Cells can communicate by sending and receiving signals that travel through the body. Since these signals control critical processes like growth, metabolism, and immune defense, unraveling their biology could lead to development of therapies that harness their function. Several classes of cellular signaling molecules are described below. Utilize the table that follows to find your signals of interest, and discover a complete set of reagents for studying their biology, including recombinant proteins for stimulating cells, fluorophore-conjugated antibodies, and multiplex assays that simultaneously detect multiple analytes.
Cytokines are a diverse set of signaling proteins that determine the movement, differentiation, and roles of immune cells. They are important for controlling the type of immune response that is mounted, and can cause abnormal immune activation or suppression if dysregulated. Types of cytokines include interferons, interleukins, chemokines, and colony-stimulating factors.
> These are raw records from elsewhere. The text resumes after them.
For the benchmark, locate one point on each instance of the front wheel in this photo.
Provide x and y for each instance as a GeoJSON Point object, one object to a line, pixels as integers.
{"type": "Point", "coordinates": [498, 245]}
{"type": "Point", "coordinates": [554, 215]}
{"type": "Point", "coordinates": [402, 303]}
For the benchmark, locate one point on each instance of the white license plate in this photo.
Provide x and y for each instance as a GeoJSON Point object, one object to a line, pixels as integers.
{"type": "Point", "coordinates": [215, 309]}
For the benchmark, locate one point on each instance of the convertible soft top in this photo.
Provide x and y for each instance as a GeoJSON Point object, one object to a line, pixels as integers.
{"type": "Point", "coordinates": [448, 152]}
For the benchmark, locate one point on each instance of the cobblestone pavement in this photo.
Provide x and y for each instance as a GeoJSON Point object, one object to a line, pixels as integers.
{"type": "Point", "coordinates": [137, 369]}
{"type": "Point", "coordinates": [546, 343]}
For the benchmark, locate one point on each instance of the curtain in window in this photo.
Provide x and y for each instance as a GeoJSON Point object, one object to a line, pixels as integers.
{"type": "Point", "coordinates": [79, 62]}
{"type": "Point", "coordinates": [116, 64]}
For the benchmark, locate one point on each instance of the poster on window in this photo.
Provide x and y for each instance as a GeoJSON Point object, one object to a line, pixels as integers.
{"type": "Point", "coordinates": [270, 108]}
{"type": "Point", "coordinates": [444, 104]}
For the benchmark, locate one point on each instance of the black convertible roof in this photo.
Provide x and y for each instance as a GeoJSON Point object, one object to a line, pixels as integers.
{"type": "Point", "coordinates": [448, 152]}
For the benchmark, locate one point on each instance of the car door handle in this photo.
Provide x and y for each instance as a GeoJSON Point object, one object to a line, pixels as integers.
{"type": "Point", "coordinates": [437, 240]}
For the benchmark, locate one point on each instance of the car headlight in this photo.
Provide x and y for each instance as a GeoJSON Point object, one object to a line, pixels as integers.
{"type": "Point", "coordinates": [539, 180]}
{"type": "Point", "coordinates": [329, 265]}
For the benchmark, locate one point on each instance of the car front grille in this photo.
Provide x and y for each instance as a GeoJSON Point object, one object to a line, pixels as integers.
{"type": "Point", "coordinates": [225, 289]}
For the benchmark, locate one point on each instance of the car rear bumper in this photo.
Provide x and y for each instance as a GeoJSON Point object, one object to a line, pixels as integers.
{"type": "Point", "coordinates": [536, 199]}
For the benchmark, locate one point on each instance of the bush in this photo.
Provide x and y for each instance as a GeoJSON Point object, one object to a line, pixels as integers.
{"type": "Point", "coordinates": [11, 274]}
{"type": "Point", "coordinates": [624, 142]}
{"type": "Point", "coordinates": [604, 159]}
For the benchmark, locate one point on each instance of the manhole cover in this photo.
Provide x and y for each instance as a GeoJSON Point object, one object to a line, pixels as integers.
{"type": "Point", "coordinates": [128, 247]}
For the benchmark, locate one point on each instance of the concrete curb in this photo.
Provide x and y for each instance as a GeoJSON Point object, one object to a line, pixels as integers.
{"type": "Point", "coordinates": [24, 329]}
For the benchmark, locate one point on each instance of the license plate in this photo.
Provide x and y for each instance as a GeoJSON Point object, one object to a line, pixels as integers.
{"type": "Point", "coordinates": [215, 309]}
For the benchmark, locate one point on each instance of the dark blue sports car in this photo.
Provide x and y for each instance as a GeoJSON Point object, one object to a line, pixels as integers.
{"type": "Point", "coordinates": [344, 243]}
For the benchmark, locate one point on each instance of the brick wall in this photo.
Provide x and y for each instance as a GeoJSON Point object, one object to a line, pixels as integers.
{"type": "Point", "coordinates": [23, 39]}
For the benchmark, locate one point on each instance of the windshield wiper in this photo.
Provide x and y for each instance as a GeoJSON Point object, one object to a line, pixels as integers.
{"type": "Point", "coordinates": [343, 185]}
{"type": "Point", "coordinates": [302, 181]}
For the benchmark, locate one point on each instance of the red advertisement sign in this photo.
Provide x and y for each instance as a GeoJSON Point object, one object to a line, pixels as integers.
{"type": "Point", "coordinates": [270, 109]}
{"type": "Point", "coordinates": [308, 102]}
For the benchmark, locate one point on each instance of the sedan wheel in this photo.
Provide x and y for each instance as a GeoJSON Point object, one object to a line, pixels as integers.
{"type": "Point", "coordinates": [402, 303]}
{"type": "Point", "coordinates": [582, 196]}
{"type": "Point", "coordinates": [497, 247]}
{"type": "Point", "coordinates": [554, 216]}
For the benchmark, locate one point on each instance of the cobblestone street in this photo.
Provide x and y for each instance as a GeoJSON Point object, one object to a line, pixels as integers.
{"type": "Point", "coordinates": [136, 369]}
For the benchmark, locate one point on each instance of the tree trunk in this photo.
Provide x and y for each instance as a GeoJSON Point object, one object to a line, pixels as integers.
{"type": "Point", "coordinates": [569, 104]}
Chemokines are a type of cytokine that guide immune cells to their target destination. Recruitment of the proper cells to the right location is important for an effective immune response. For example, detection of an antigen at a specific site in the body leads to the production of a chemokine gradient that attracts cells like macrophages, dendritic cells, and T cells to that particular tissue.
Growth factors can stimulate the expansion, survival, and differentiation of cells. They are often necessary to initiate the cell cycle and promote division, and can stimulate progenitor cells to expand or produce specialized cell types. Growth factors are also critical regulators of tissue and organ construction, and play important roles in stem cell biology and during embryonic development.
Hormones are the signaling molecules produced by cells and tissues of the endocrine system, and are carried to different parts of the body primarily through the blood. Amino acid or peptide-derived hormones bind to receptors on the cell surface, but those derived from lipids can diffuse through plasma membranes. Hormones regulate a variety of processes, including metabolism, organogenesis, and immune responses.